Saturday, First week in Lent - March 12, 2022

Deuteronomy 26: 16-19; Matthew 5: 43-48

One of the self-identities that has come down from the earliest times of our faith, that is even from the Old Testamental times, is the fact that we are a covenantal people. What does it mean being covenantal people: it means there is a mutual pledge of fidelity between the two parties, which here are, the Lord and us. The Lord has pledged to be our God and we have pledged to be God's people. But there is one more element of a covenant - the condition of that pledge or the external sign of that pledge! In our
covenant with the Lord, it is typical love.

The love that is typical to this covenant is brought in by God, as God's very own nature, that nature in which we are called to share. It is not merely governed by a rule or a law, though it involves rules and it is a law. It is all about placing the other at the centre, placing the other before me, placing the other always in the advantageous position. It is diametrically opposed to the typical relationship promoted by the world of business and gain. 
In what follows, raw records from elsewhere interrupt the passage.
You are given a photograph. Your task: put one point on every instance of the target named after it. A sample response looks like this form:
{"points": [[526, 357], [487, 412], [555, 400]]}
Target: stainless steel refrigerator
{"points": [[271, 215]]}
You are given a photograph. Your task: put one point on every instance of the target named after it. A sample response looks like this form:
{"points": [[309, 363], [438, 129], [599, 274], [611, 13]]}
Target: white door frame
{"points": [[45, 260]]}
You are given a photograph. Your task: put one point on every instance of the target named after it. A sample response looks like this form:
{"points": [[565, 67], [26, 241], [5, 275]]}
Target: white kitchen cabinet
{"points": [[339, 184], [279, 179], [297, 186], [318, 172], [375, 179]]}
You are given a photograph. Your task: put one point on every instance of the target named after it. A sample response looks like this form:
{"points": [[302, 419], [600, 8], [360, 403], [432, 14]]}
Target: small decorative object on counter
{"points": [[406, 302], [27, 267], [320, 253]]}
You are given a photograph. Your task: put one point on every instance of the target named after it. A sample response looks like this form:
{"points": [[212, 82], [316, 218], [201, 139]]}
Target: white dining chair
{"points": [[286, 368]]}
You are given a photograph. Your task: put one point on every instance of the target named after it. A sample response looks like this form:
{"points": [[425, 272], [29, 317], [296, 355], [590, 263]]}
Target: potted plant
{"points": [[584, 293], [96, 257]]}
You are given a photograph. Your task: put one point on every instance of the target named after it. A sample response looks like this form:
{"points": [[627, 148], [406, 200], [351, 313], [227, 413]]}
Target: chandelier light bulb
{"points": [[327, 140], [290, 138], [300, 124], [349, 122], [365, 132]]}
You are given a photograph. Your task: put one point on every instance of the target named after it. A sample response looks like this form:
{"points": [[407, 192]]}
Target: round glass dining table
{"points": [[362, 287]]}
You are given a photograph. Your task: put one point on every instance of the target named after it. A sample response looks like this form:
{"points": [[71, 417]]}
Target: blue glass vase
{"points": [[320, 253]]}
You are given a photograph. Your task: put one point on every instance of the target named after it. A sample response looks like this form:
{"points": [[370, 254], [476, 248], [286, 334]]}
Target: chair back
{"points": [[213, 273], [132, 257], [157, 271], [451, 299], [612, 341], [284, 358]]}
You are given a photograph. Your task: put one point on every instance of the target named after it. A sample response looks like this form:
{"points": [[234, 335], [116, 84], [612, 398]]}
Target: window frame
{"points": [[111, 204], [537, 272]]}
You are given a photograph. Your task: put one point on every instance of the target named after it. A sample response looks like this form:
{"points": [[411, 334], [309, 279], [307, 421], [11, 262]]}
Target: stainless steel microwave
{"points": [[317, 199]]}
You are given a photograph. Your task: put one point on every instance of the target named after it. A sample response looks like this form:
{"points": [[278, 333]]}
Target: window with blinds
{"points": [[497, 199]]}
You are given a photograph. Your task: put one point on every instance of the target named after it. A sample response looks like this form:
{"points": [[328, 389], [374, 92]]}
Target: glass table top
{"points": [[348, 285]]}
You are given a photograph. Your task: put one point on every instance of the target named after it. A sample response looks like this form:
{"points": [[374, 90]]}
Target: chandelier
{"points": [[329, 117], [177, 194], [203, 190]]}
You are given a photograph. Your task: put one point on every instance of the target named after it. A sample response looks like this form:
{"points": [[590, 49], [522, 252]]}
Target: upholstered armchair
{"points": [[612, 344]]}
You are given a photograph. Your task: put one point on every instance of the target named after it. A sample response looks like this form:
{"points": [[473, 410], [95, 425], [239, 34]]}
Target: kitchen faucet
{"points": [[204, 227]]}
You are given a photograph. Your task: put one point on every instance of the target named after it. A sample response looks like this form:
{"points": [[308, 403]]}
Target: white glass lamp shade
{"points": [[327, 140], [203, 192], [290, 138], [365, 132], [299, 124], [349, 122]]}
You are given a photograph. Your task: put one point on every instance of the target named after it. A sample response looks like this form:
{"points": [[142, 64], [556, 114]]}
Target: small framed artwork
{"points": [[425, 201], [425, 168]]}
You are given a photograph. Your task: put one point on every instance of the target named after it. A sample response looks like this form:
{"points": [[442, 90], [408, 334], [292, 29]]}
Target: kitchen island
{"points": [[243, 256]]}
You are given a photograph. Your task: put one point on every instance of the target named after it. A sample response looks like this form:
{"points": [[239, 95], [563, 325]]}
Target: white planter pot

It is not about what I gain, what I can achieve or how I can promote myself; it is about what I can give, what I can render more meaningful and how I can reach out to the other, without counting the cost or the returns. This is the typical love that is taught by God, in they way God relates to us, in the way God has revealed Godself to us, and in the way that God wishes us to live, because we are created in, and called to live by, the image and likeness God, which is love. 

There is a central reminder that is offered us, which can serve us whenever we are frustrated, whenever we are discouraged, whenever we lack the sense of our being - and it goes thus: we are a covenantal people!